SHADOW Home Secretary Yvette Cooper came to Runcorn to meet lawyers worried about Government cuts to legal aid as part of reforms to save £350 million a year.
The changes mean some cases are no longer eligible for public funds, such as divorce, child contact, welfare benefits, employment, clinical negligence and housing.
Her visit on Friday followed the collapse of a complex fraud trial in London when a crown court judge halted proceedings because defence barristers refused to represent defendants in protest at 30 per cent cuts in legal aid fees.
Yvette Cooper listened to solicitors in Palacefields Comnmunity Centre as they outlined their concerns.
They fear contracts, such as rotas to provide duty solicitors in police stations, will be awarded to big city law firms, as many Halton legal practices do not have sufficient staff to bid for the work.
They say people who cannot afford legal fees are being forced to represent themselves and often struggle without expert knowledge.
Yvette Cooper said: “I think a big concern is that you end up losing local justice, losing firms and solicitors who understand the local area and have connections and can make sure people have the proper legal representation they need.
“Our justice system is really important.

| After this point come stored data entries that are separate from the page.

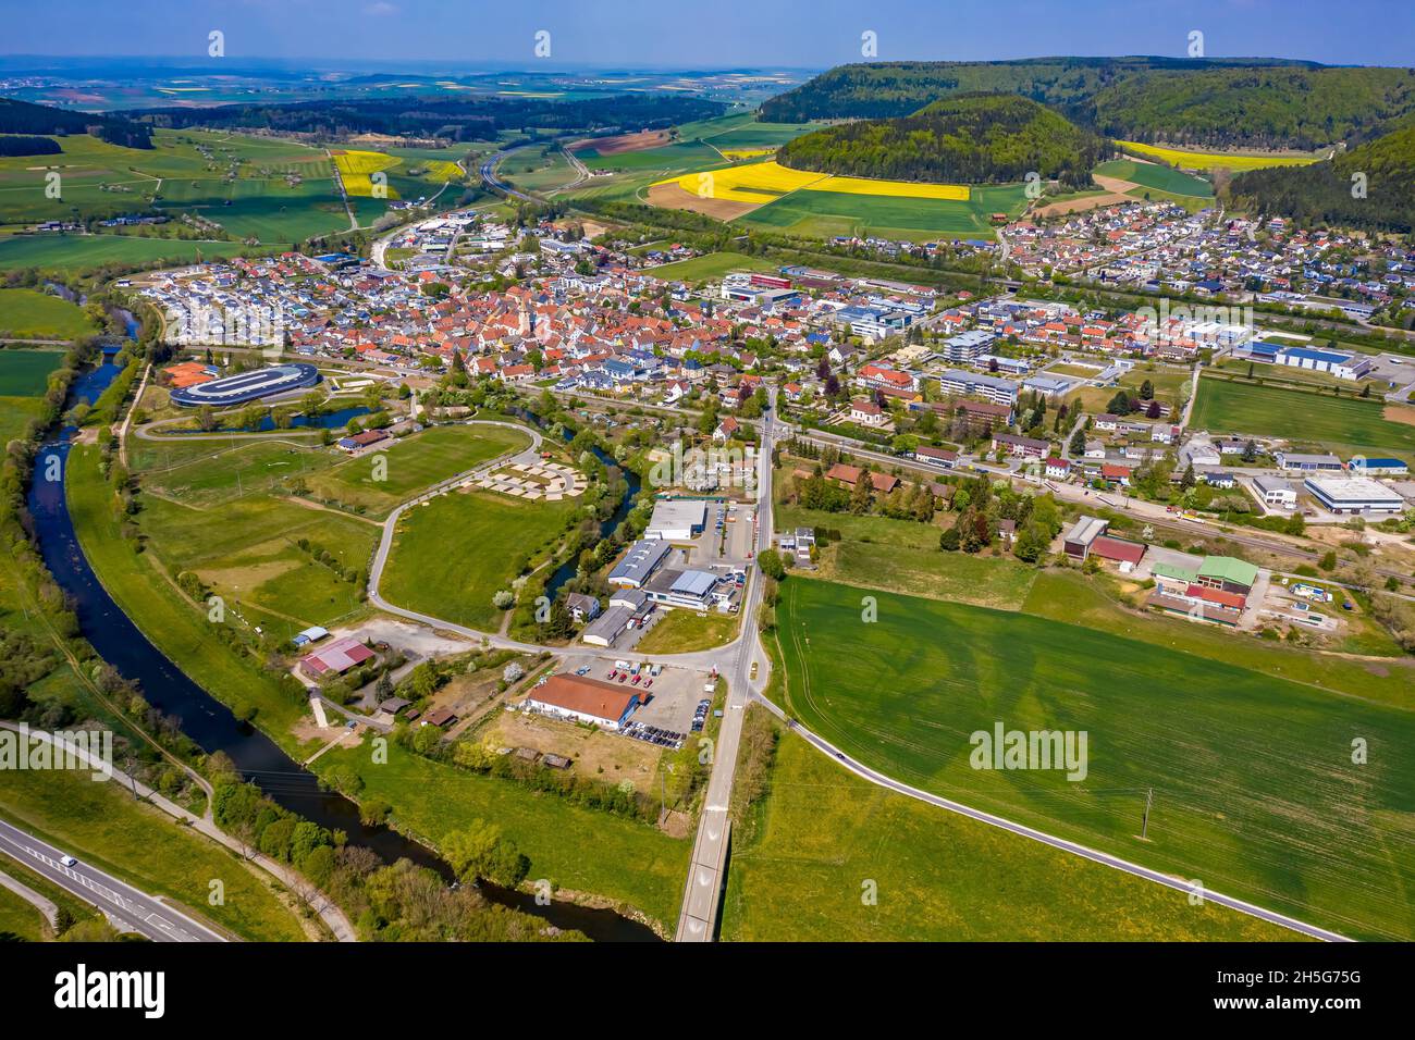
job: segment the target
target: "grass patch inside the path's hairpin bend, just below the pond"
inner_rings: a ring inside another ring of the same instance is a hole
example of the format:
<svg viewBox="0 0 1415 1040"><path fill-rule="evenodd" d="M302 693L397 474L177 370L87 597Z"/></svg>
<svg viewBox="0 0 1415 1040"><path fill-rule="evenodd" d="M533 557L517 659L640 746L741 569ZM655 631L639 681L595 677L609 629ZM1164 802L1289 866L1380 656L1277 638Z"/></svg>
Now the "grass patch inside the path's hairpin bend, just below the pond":
<svg viewBox="0 0 1415 1040"><path fill-rule="evenodd" d="M388 451L338 463L306 483L316 498L386 516L412 494L529 443L529 436L499 426L433 426ZM378 458L386 467L382 481L374 480Z"/></svg>

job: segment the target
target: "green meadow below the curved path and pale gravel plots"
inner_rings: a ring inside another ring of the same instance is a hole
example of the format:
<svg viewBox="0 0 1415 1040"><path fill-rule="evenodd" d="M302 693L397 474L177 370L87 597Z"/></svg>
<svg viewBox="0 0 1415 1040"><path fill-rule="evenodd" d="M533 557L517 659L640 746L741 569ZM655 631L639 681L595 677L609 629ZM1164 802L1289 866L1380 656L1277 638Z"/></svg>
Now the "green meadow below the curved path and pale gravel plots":
<svg viewBox="0 0 1415 1040"><path fill-rule="evenodd" d="M526 502L491 492L453 491L409 509L388 557L383 599L477 630L495 630L491 597L509 589L515 556L559 541L576 499Z"/></svg>

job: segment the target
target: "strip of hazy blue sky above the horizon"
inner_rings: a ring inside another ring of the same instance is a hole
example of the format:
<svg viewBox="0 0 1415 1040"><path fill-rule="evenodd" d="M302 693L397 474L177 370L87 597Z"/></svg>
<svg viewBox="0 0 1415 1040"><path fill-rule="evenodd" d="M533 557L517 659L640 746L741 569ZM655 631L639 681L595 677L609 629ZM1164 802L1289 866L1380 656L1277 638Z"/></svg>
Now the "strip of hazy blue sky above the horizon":
<svg viewBox="0 0 1415 1040"><path fill-rule="evenodd" d="M0 54L824 68L860 59L1058 54L1283 57L1409 65L1409 0L0 0Z"/></svg>

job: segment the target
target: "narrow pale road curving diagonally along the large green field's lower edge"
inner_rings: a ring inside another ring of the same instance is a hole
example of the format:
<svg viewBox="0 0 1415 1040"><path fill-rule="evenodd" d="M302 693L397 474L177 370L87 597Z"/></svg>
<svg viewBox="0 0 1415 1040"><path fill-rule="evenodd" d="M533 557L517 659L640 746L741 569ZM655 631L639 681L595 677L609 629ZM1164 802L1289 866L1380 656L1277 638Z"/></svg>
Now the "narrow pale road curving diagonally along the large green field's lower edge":
<svg viewBox="0 0 1415 1040"><path fill-rule="evenodd" d="M1026 826L1023 824L1013 824L1010 819L1003 819L1002 816L995 816L990 812L983 812L982 809L974 809L968 805L942 798L937 794L930 794L928 791L920 791L917 787L910 787L891 777L884 775L872 770L869 765L850 758L848 754L841 751L835 744L829 743L821 736L816 736L805 726L802 726L795 719L788 717L780 707L767 700L763 696L756 696L756 703L763 705L773 715L785 720L787 727L802 737L807 743L815 747L818 751L825 753L836 761L836 764L845 767L857 777L876 784L877 787L887 788L897 794L908 795L910 798L917 798L921 802L928 802L930 805L937 805L941 809L948 809L949 812L957 812L959 816L968 816L969 819L976 819L981 824L988 824L989 826L996 826L1015 835L1022 835L1023 838L1030 838L1034 842L1041 842L1043 845L1050 845L1053 849L1060 849L1061 852L1071 853L1073 856L1081 856L1092 863L1099 863L1102 866L1114 867L1115 870L1122 870L1135 877L1143 877L1148 882L1155 882L1156 884L1163 884L1166 889L1174 889L1186 894L1194 893L1194 884L1184 880L1183 877L1176 877L1173 874L1166 874L1159 870L1150 870L1139 863L1132 863L1128 859L1121 859L1119 856L1112 856L1108 852L1098 852L1080 842L1073 842L1065 838L1057 838L1049 835L1044 831L1037 831L1036 828ZM1215 906L1228 907L1230 910L1237 910L1241 914L1248 914L1249 917L1257 917L1262 921L1276 924L1282 928L1290 928L1292 931L1300 932L1315 940L1322 940L1324 942L1351 942L1346 935L1340 935L1334 931L1327 931L1326 928L1319 928L1315 924L1307 924L1306 921L1299 921L1295 917L1288 917L1286 914L1279 914L1275 910L1265 910L1264 907L1255 906L1241 899L1232 896L1224 896L1223 893L1213 891L1210 889L1200 889L1197 893L1203 897L1204 903L1214 903Z"/></svg>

It should not be undermined by these ill thought through changes.
“I don’t think it should be driven by ideology, it should be driven by practical ideas that work.
“If people are forced to defend themselves, complex cases can take much longer. It is bad for all of us to get justice because courts get clogged up.
“I am very concerned about the effect these cuts are having, especially on domestic violence cases.”